Fine-tuning with Ertas: Upload your JSONL training data (input-output pairs from your existing API logs), select the base model, and train with LoRA. The whole process takes 30-60 minutes on Ertas. Cost: $14.50/month for unlimited training runs.
The training data comes from your existing app. If you have been using the OpenAI API, you already have thousands of input-output pairs in your logs. Export them, clean them, and upload. You are literally training your replacement model on the work the expensive model already did.
Component 2: Local Inference with Ollama
Ollama is the runtime that serves your fine-tuned model as a local API. Install it on a VPS, load your model, and every AI request your app makes is served locally with zero per-token cost.
Infrastructure options and costs:
| Setup | Monthly Cost | Throughput | Best For |
|---|---|---|---|
| Hetzner CX22 (2 vCPU, 4GB) | ~$6/mo | 8-12 tok/s | Dev/testing, very low traffic |
| Hetzner CX32 (4 vCPU, 8GB) | ~$14/mo | 12-18 tok/s | Up to 1,000 users |
| Hetzner CX42 (4 vCPU, 16GB) | ~$26/mo | 15-25 tok/s | Up to 5,000 users |
| Hetzner CCX33 (8 vCPU, 32GB) | ~$48/mo | 25-40 tok/s | Up to 15,000 users |
| GPU instance (Vast.ai RTX 3060) | ~$30/mo | 40-60 tok/s | High throughput needs |
A $26/month Hetzner VPS running Ollama with a quantized 7B model handles 15-25 tokens per second. For a typical app where each AI request generates 200-500 output tokens, that translates to roughly 2-4 requests per second sustained throughput. That is 170,000 to 345,000 requests per day.
Unless your app has extremely bursty traffic, a single $26/month VPS handles more traffic than most indie apps will ever see.
Component 3: Smart Request Routing
Not every request needs to go to your local model. And not every request can be handled by your local model.
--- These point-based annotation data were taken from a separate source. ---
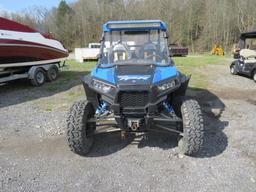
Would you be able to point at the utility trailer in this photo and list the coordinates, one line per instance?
(38, 72)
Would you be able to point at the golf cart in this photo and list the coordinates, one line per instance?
(245, 56)
(135, 87)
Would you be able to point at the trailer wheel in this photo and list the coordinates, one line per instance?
(38, 77)
(52, 73)
(193, 128)
(233, 69)
(79, 131)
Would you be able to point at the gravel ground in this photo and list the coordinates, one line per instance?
(34, 155)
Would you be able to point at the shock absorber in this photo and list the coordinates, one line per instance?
(102, 108)
(167, 106)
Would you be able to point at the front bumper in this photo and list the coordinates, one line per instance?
(135, 101)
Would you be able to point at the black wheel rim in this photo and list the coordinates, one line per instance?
(53, 74)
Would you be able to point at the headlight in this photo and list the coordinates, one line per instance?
(105, 88)
(166, 86)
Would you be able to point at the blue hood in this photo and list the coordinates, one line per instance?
(131, 75)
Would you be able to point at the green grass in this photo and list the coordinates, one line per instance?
(195, 65)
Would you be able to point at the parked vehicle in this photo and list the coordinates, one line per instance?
(246, 64)
(26, 53)
(244, 43)
(177, 50)
(136, 87)
(90, 53)
(245, 56)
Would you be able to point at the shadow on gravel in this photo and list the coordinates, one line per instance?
(108, 143)
(215, 139)
(20, 91)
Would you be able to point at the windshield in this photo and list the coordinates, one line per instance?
(134, 47)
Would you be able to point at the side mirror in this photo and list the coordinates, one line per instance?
(166, 35)
(99, 56)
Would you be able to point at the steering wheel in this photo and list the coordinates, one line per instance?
(152, 55)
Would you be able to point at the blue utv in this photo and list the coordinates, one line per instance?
(135, 87)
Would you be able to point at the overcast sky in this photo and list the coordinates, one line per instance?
(19, 5)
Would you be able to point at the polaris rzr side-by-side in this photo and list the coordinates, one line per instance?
(135, 87)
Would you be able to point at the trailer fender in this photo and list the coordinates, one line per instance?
(46, 67)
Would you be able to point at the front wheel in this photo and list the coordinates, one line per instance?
(80, 132)
(193, 128)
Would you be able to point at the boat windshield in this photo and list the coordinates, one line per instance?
(134, 47)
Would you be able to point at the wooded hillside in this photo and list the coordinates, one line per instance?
(197, 24)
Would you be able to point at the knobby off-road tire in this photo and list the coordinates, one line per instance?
(79, 131)
(193, 128)
(254, 75)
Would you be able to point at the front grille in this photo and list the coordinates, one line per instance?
(133, 99)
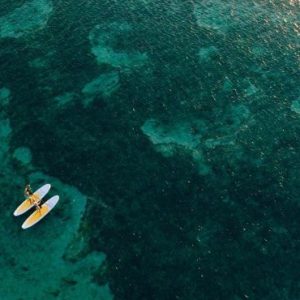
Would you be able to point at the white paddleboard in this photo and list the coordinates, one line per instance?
(38, 215)
(27, 204)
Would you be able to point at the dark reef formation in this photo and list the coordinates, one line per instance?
(188, 148)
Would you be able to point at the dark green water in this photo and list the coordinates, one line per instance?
(179, 122)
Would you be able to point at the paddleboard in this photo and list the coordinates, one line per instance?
(27, 204)
(41, 213)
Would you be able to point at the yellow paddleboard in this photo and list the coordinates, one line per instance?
(37, 195)
(41, 213)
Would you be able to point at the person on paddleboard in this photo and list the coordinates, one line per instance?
(28, 193)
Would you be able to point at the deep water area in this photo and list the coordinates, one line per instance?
(171, 131)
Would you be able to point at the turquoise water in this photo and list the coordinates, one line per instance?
(170, 130)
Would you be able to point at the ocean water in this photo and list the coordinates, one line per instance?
(170, 129)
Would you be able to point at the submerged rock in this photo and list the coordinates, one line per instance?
(208, 53)
(31, 16)
(23, 155)
(4, 96)
(296, 106)
(182, 136)
(104, 85)
(65, 99)
(103, 39)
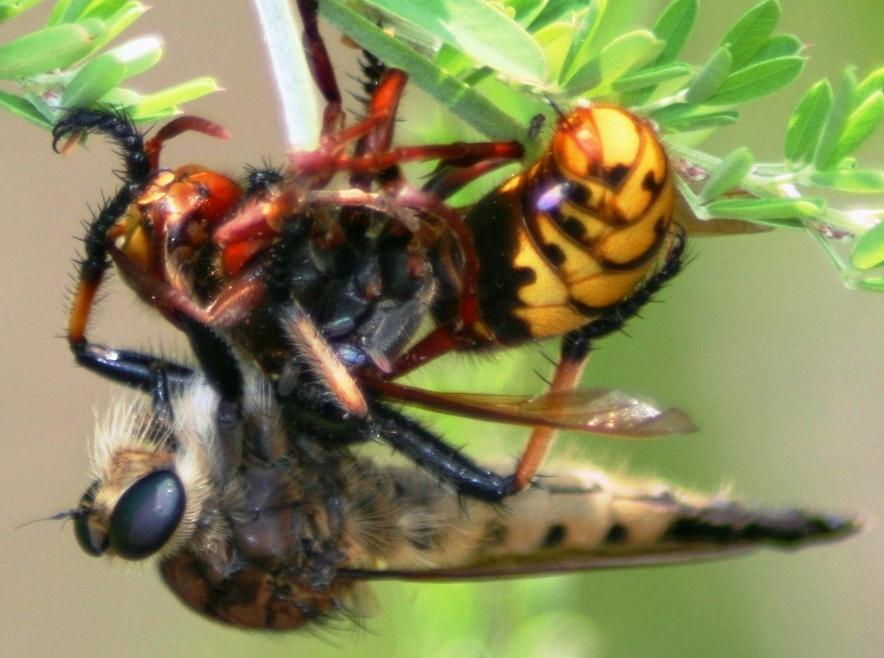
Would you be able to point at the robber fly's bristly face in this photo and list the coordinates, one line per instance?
(276, 532)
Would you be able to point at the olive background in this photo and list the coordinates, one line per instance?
(778, 363)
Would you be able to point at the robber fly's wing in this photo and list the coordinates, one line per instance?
(595, 410)
(551, 564)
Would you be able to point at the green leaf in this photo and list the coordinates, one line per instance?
(479, 30)
(48, 49)
(579, 51)
(860, 125)
(67, 11)
(764, 210)
(651, 77)
(674, 26)
(11, 8)
(526, 11)
(120, 22)
(22, 108)
(699, 121)
(121, 97)
(104, 9)
(870, 84)
(875, 284)
(625, 53)
(448, 90)
(553, 11)
(842, 108)
(856, 181)
(868, 252)
(757, 80)
(729, 173)
(751, 32)
(138, 55)
(93, 81)
(711, 76)
(175, 95)
(806, 123)
(779, 45)
(555, 39)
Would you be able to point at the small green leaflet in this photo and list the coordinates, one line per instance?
(478, 29)
(806, 123)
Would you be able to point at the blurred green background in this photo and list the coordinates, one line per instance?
(780, 366)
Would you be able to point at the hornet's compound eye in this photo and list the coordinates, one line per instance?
(92, 539)
(146, 515)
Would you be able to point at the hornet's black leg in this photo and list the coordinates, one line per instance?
(431, 453)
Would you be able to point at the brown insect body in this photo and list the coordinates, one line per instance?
(575, 233)
(279, 533)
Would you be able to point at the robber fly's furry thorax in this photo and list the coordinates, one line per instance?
(277, 531)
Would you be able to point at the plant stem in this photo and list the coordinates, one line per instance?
(294, 82)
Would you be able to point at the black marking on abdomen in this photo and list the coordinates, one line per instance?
(613, 176)
(495, 534)
(554, 536)
(652, 185)
(554, 254)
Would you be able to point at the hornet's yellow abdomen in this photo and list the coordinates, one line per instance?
(578, 231)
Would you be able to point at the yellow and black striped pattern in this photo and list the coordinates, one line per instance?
(582, 226)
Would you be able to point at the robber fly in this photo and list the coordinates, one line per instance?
(340, 282)
(259, 525)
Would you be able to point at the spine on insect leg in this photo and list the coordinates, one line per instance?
(584, 518)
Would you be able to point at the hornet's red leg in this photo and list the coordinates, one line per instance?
(320, 66)
(239, 298)
(460, 154)
(566, 378)
(175, 127)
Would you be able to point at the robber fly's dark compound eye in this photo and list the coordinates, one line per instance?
(146, 515)
(92, 539)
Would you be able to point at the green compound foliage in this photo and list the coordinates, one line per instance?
(497, 64)
(68, 64)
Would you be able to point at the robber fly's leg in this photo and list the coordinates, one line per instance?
(222, 371)
(160, 394)
(131, 368)
(575, 351)
(431, 453)
(120, 129)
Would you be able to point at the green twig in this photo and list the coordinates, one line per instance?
(294, 84)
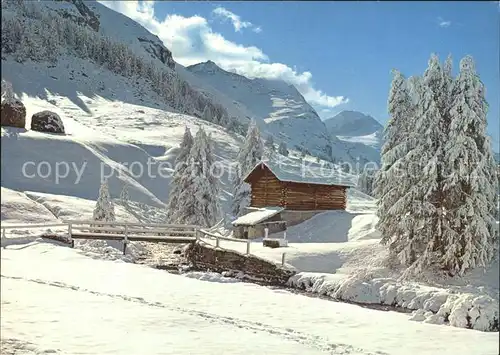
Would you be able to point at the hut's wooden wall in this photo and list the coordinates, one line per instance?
(267, 190)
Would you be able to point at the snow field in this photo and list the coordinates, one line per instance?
(110, 307)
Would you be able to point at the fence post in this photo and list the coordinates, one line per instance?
(125, 240)
(71, 241)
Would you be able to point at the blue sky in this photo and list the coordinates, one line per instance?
(338, 54)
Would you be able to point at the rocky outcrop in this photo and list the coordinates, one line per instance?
(87, 17)
(13, 113)
(158, 50)
(205, 257)
(47, 121)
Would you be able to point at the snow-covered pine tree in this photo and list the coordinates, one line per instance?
(282, 149)
(249, 155)
(470, 236)
(393, 179)
(180, 165)
(124, 196)
(365, 181)
(269, 143)
(198, 201)
(207, 114)
(104, 209)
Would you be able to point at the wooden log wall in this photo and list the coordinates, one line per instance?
(267, 190)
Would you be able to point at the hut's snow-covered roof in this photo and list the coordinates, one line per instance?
(307, 174)
(257, 216)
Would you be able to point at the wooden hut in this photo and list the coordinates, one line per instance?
(297, 188)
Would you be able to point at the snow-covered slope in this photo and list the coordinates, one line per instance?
(361, 133)
(277, 106)
(353, 124)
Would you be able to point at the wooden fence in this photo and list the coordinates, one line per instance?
(134, 232)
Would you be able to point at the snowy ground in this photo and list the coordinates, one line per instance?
(92, 306)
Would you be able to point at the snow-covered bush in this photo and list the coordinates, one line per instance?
(431, 304)
(104, 209)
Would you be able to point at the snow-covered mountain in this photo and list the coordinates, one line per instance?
(361, 133)
(278, 107)
(352, 123)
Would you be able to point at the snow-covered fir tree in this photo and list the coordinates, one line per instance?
(180, 165)
(391, 181)
(198, 200)
(249, 155)
(282, 149)
(365, 181)
(470, 187)
(439, 210)
(269, 143)
(104, 209)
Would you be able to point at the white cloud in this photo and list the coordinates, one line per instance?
(443, 23)
(238, 24)
(192, 40)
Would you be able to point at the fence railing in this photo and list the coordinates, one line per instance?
(127, 232)
(248, 242)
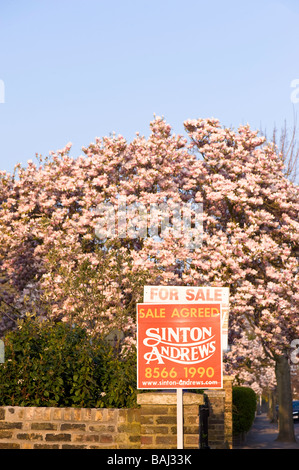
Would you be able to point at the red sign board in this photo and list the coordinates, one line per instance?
(179, 346)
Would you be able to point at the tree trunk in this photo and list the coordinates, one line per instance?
(285, 412)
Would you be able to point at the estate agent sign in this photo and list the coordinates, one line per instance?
(179, 345)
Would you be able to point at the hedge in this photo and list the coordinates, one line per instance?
(244, 407)
(57, 364)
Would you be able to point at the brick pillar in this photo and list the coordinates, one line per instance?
(220, 419)
(158, 420)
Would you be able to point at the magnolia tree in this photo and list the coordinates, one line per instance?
(64, 256)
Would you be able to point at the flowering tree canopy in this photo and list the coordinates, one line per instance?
(57, 266)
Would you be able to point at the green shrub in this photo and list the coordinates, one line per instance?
(244, 406)
(55, 364)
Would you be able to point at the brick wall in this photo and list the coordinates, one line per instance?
(151, 426)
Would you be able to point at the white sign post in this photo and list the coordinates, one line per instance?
(183, 295)
(180, 418)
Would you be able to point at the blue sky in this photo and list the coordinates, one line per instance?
(74, 70)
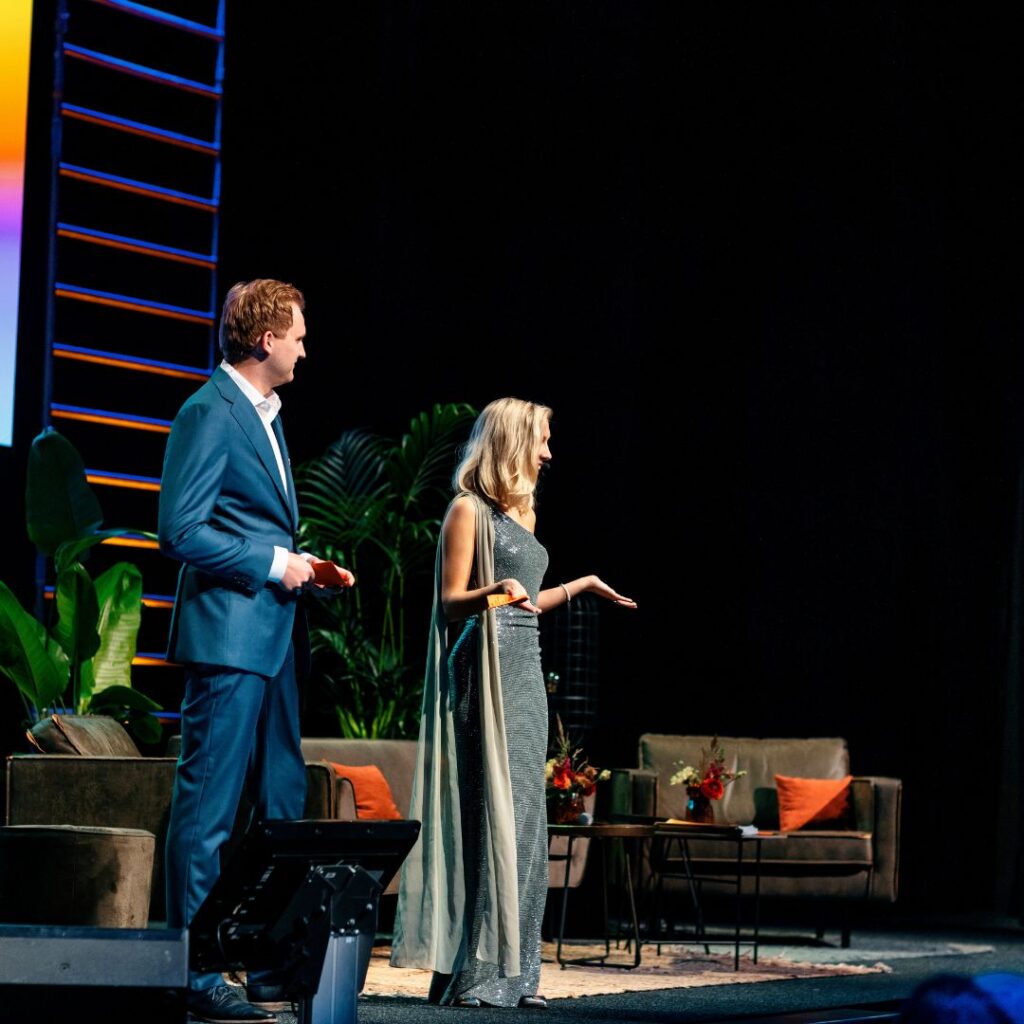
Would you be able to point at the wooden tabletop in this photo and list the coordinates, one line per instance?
(601, 829)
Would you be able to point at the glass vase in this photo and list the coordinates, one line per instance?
(698, 807)
(564, 807)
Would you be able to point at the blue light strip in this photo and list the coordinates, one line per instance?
(139, 479)
(163, 134)
(160, 189)
(142, 71)
(172, 20)
(145, 597)
(157, 364)
(126, 417)
(156, 247)
(147, 303)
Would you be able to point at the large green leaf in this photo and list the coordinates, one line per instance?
(35, 667)
(69, 551)
(120, 593)
(59, 505)
(78, 614)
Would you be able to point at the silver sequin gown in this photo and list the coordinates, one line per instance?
(518, 555)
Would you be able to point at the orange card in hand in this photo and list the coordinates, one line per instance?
(329, 574)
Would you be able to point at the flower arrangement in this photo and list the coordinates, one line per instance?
(707, 781)
(568, 776)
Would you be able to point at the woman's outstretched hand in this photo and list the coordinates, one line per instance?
(595, 585)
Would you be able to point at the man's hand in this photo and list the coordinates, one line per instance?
(298, 572)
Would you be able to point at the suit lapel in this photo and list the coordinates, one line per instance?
(252, 426)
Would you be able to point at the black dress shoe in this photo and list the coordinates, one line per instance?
(532, 1003)
(222, 1005)
(267, 996)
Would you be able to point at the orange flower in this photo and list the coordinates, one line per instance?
(563, 776)
(712, 788)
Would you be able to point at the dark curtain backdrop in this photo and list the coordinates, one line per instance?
(765, 266)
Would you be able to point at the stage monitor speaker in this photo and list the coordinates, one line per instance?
(300, 898)
(114, 975)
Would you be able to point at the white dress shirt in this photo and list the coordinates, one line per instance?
(267, 407)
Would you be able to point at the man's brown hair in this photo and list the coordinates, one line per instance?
(253, 307)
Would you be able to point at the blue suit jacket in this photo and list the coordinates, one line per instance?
(222, 509)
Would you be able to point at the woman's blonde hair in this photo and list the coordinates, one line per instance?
(498, 460)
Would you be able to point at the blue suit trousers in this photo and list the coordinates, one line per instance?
(233, 724)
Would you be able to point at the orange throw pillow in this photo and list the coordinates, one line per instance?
(812, 801)
(373, 795)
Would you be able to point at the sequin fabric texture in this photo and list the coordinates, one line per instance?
(519, 555)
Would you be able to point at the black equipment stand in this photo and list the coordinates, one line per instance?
(300, 898)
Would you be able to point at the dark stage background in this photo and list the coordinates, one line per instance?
(765, 266)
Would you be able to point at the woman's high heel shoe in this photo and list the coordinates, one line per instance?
(532, 1003)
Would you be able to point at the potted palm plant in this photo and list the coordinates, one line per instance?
(375, 505)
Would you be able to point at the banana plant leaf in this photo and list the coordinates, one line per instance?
(36, 667)
(78, 614)
(59, 505)
(68, 552)
(119, 592)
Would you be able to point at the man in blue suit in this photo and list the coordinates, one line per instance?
(227, 511)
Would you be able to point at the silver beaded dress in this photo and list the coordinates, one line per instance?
(518, 555)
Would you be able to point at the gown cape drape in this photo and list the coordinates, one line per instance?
(430, 924)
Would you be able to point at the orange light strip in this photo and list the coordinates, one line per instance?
(137, 189)
(131, 542)
(108, 360)
(110, 421)
(93, 119)
(115, 481)
(134, 248)
(134, 306)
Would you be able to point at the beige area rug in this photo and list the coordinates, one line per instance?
(668, 971)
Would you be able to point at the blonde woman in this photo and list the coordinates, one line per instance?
(473, 890)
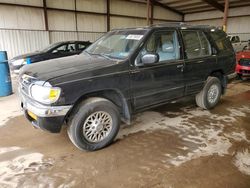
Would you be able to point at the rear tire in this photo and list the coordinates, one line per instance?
(210, 94)
(239, 77)
(94, 124)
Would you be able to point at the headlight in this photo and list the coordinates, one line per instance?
(45, 94)
(19, 62)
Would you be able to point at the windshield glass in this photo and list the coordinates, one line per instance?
(117, 44)
(51, 46)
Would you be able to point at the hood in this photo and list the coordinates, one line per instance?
(54, 68)
(243, 54)
(24, 56)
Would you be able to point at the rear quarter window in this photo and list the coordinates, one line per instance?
(221, 40)
(196, 44)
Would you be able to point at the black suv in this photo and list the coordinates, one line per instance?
(55, 50)
(122, 73)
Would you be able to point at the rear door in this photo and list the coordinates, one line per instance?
(199, 60)
(82, 46)
(157, 83)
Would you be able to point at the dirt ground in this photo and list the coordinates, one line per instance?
(176, 145)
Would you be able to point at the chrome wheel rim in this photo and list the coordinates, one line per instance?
(213, 94)
(97, 126)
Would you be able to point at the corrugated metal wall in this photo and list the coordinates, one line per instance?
(22, 29)
(17, 42)
(238, 21)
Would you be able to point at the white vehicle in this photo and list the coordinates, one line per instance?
(238, 45)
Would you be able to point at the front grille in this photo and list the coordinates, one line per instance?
(245, 71)
(24, 82)
(244, 62)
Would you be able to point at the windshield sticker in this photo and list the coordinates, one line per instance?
(134, 37)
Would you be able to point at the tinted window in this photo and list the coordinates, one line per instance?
(82, 46)
(62, 48)
(221, 40)
(196, 44)
(71, 47)
(165, 44)
(205, 45)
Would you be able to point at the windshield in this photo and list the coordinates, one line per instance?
(117, 44)
(48, 48)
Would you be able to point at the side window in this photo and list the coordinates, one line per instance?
(71, 47)
(222, 42)
(62, 48)
(165, 44)
(196, 44)
(205, 45)
(81, 46)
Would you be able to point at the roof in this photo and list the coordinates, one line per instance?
(192, 6)
(170, 25)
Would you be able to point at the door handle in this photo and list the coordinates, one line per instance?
(180, 67)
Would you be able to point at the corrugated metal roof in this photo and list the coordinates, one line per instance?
(192, 6)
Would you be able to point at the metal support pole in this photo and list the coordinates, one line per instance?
(45, 15)
(45, 12)
(108, 15)
(76, 22)
(148, 12)
(225, 15)
(152, 13)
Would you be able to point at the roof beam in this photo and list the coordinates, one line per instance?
(215, 4)
(166, 7)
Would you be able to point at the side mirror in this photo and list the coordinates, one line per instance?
(149, 59)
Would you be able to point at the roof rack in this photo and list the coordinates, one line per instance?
(170, 23)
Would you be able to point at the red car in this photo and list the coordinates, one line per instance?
(243, 63)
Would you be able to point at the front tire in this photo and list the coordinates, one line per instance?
(210, 94)
(94, 124)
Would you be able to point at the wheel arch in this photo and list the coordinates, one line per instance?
(112, 95)
(221, 76)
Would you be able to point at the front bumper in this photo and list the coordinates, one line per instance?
(243, 70)
(231, 76)
(50, 118)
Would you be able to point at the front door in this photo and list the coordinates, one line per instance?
(199, 60)
(161, 81)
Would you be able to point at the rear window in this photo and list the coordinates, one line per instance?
(221, 40)
(196, 44)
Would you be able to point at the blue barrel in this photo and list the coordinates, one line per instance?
(5, 79)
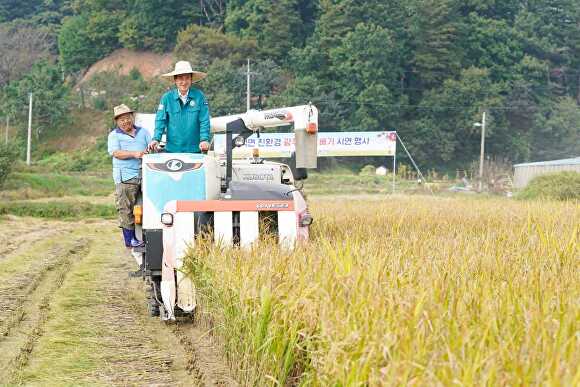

Smart routing is the glue that makes the architecture work reliably.
The routing logic is simple:
- Every AI request hits the router first
- The router sends the request to the local Ollama model
- If Ollama returns a valid response within the expected format, use it
- If Ollama errors, times out, or returns a malformed response, fall back to the OpenAI API
Implementation in your app:
async function aiRequest(input: string): Promise<string> {
try {
// Try local model first
const localResponse = await fetch("http://ollama-vps:11434/api/generate", {
method: "POST",
body: JSON.stringify({
model: "my-fine-tuned-model",
prompt: input,
stream: false,
}),
signal: AbortSignal.timeout(10000), // 10s timeout
});
const result = await localResponse.json();
// Validate response format
if (isValidResponse(result.response)) {
return result.response;
}
// Invalid format — fall back
return await openaiRequest(input);
} catch (error) {
// Error or timeout — fall back
return await openaiRequest(input);
}
}
In practice, the routing split looks like this:
| After Fine-Tuning Phase | Local Model Handles | API Fallback | Monthly API Cost (5K users) |
|---|---|---|---|
| Initial deployment | 80% | 20% | ~$675 (down from $3,375) |
| After 1 month (with retraining on failures) | 90% | 10% | ~$338 |
| After 3 months | 95% | 5% | ~$169 |
| Mature (6+ months) | 97-98% | 2-3% | ~$68-101 |
The key insight: you do not need to handle 100% locally on day one. Start at 80% local and iterate. Each month, review the requests that fell back to the API, add them to your training data, retrain, and deploy the updated model. Over time, the local model handles more and more edge cases, and your API costs approach zero.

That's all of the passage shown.